With lyrics built from personal journals and google-translated texts, each representing a topography of disorienting and forest-sized feelings, “Bird Languages” takes on the weight and scale of a modern mythology.
The album’s soundscape is many-feathered. Bedroom hymns at an organ slowly take flight. Frustrated drums dissolve into jubilant brass. A viola soars above the birdsong of self-talk below. Bristling nylon strings conjure cross-stitched drones. It’s an intricate vector folk, eagle-eye’d-power-trance, and radio interference from the aviary just down the street.

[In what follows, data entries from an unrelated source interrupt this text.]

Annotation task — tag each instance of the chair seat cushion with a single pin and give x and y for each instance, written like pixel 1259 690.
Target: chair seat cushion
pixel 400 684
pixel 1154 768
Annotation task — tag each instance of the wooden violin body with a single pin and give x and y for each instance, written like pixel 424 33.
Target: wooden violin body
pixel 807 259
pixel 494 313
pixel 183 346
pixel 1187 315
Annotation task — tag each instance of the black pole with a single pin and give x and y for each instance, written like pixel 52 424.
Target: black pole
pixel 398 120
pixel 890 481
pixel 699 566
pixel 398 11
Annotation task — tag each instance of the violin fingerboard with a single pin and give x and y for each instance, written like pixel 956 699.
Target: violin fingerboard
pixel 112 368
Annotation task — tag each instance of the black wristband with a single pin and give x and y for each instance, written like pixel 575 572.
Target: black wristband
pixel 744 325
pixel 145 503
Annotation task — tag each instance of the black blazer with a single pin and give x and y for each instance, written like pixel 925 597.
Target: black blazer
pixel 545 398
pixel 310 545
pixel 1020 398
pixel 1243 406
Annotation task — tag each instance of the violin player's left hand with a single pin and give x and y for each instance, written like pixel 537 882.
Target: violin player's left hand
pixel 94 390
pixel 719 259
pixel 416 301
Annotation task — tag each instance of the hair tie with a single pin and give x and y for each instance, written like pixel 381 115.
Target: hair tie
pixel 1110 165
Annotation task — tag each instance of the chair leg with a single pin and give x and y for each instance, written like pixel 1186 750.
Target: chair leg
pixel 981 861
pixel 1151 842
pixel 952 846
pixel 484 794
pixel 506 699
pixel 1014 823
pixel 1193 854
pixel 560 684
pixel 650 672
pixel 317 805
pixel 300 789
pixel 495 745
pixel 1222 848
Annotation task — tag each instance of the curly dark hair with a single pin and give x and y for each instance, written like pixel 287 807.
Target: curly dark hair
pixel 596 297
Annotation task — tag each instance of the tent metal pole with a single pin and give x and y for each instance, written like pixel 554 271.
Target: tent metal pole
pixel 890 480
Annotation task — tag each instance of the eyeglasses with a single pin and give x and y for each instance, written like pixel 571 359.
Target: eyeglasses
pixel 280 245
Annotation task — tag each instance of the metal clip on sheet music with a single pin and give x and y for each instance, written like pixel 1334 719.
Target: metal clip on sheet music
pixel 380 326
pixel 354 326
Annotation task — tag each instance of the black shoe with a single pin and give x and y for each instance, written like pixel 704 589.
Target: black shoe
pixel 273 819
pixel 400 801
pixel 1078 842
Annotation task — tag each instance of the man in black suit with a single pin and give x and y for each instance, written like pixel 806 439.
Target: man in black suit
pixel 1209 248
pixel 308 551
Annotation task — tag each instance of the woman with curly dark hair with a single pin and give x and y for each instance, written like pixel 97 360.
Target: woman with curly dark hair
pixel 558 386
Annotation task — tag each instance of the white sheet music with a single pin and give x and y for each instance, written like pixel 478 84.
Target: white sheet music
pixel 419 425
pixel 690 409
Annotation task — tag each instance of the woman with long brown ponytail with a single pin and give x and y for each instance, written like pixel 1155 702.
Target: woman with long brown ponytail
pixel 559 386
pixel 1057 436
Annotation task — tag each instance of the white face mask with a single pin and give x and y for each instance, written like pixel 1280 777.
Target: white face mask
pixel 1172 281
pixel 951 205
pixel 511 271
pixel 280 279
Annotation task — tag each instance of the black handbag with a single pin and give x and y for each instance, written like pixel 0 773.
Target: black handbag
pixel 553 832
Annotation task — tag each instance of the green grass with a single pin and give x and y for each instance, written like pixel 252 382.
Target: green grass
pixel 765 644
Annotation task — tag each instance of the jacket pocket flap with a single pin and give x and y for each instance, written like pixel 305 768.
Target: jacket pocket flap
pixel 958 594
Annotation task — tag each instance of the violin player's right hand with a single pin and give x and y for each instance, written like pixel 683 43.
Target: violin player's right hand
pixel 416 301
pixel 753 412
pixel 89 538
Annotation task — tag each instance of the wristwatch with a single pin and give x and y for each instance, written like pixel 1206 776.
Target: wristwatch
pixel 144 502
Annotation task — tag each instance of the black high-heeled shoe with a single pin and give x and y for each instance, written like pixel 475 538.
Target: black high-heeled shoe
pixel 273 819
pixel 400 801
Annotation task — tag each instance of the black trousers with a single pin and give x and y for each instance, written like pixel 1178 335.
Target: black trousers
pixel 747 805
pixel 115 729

Ben Swisher grew up in the Pacific Northwest and currently spends his days recording the natural sounds of Eugene. He’s performed with the Eugene Symphony and the Deseret Experimental Opera Company, and been commissioned to write scores for Eric Edvalson’s convenience store ode “Cozy Mart” and a ballet about animal courtship rituals for Roxanne Gray’s “Pair.”
His personal output is equally prolific — “Bird Languages” makes for three albums in two years, joined by the bedroom-produced “Belief Society” and the previous Sen Wisher release, the appliance-harmonizing “Vacuum Sing” featuring friends Emily Brown and Lindenfield.
Bird Languages was created in March of this year, at Studio Studio Dada in Provo by Stephen Cope, Stuart Wheeler and Ben Swisher. It was mastered at The Unknown in Anacortes by Nich Wilbur.